Déjà, les premières lignes de son projet se traçaient dans son esprit : une sorte de prototype à partir d’images virtuelles.
Au début, il sélectionna les images qu’il aimait le plus, et les assembla, formant des traits, un ensemble commun de caractéristiques physiques : un visage, puis des cuisses, des seins, des pieds.
Évidemment, tous ces membres tendaient à posséder des proportions et un aspect parfaits. Des jambes de danseuse, des seins et des fesses fermes, des yeux au mascara permanent, des yeux à coiffure instantanée. Des doigts fins et des ongles manucurés par nature. Pas un centimètre carré de pilosité indésirable. Sorti tout droit d’un magazine. Et même encore plus belle que dans les magazines.
Dans son atelier, il choisit les matériaux les plus doux, les plus fins qui puissent exister, et il assembla sa création avec amour. Il se ruina pour acheter les matières les plus perfectionnées sur le marché.
Pour la voir vivre, sourire et bouger, il étudia les mécanismes des muscles du visage et des articulations pendant des mois, afin que les mouvements soient fluides et réalistes, se dépassant dans son art.
Il la dota d’un ensemble de moteurs et de pivots. Puis il complexifia le système.
Alors au début, bien sûr, ce n’était qu’un pantin désarticulé. La chose la plus concrète à laquelle on pouvait la comparer, c’était ces poupées gonflables qu’on voyait les obsédés tenir dans les films. Son visage encore un peu bouffi et grossier regardait vers le plafond, d’un air vide, avachi sur sa chaise, les bras tordus.
Elle ne donnait pas envie. Il y avait encore du travail, visiblement. Quelque part, il aurait aimé que la fée bleue, cette si jolie créature qu’il avait pu voir dans un conte ancien, s’incarne dans ce corps.
Il la prit dans les bras, esquiva quelques pas de danse, puis se sentit ridicule, avec sa machine. Un homme ridicule, pour une quête qui ne l’était pas moins. Il réalisa très vite qu’il aurait aimé qu’elle le prenne elle-même dans les bras.
Il améliora encore une fois les articulations, lui intégra un générateur et la programma pour qu’elle soit attirée par lui et vienne d’elle-même vers lui.
Mais ses gestes étaient encore maladroits.

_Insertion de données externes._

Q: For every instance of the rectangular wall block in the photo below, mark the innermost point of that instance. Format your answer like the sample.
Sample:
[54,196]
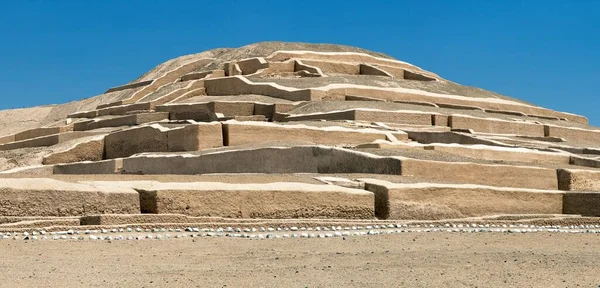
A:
[428,201]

D’autres longs mois de solitude s’accumulèrent, des mois d’un ardent travail. Désormais, les traits de la jeune femme ressemblaient de manière troublante à une vraie. Il avait réussi à intégrer en elle un processus cellulaire. Ses cheveux poussèrent jusqu’aux épaules et encadrèrent ce visage élégant. Il tailla et lima ses jolis ongles. Il la nettoya pendant que sa peau se formait pour prendre peu à peu celle que l’on connaissait des humains.
Une nuit, il rêva que les magnifiques formes de sa déesse étaient sorties de l’écran. Elle lui tendit son pied, qu’il habilla d’un luxueux collant. Il pouvait les toucher, les sentir autant qu’il le voulait.

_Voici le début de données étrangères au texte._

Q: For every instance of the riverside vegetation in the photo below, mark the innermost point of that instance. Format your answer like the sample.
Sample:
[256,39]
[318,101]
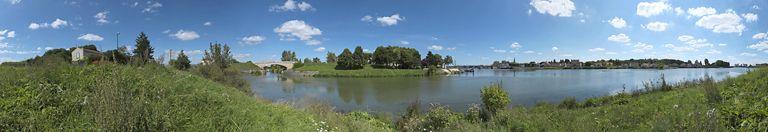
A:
[143,95]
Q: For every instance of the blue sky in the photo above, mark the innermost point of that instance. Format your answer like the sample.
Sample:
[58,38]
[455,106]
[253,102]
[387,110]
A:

Son visage lui disait : « continue, mon amour, tu y es presque, j’arrive. Nous serons bientôt réunis. »
Il se réveilla, tout excité, et reprit son travail. Le souvenir de ce rêve l’aida à surmonter cette période difficile où il échouait souvent à concevoir son organisme interne.
Pour se donner de la motivation, il fit un tour en ville, il acheta en avance à sa future dulcinée une large panoplie de vêtements, de chaussures et d’accessoires pour femmes, qu’il stocka dans une pièce qu’il avait aménagée à côté de son atelier.

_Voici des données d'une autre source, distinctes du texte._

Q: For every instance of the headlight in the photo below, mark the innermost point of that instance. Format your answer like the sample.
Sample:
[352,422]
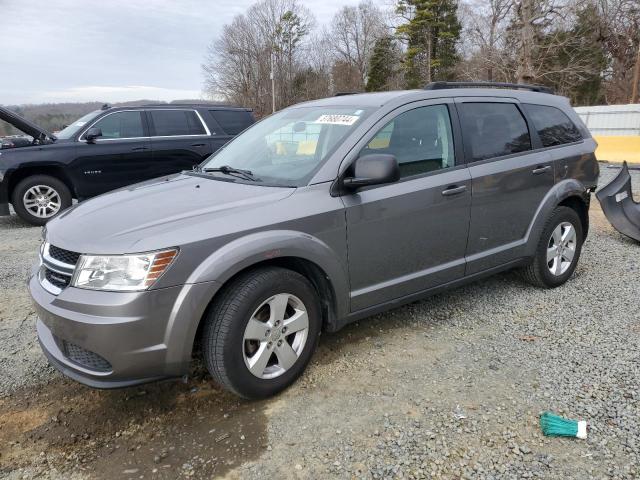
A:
[122,272]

Il touchait une paire d’élégants escarpins brillants avec l’espoir qu’ils puissent un jour abriter un joli pied. Il rêvait de pouvoir les toucher. Il imaginait déjà l’odeur, le petit pied fragile et souple, la peau douce et chaude.
Après des montagnes de travail, ce fut enfin le jour tant attendu.
Un éclat de soleil baignait son dos nu. Il la regarda s’habiller, toucher et sentir son corps. Elle était surprise. Surprise d’exister, peut-être. Surprise de sentir autant de choses ? Il lui avait confectionné un alliage doux qui évoquait la peau, et des circuits internes qui se comportaient comme un organisme humain. À ce qu’il pouvait voir de sa réaction, cela fonctionnait bien.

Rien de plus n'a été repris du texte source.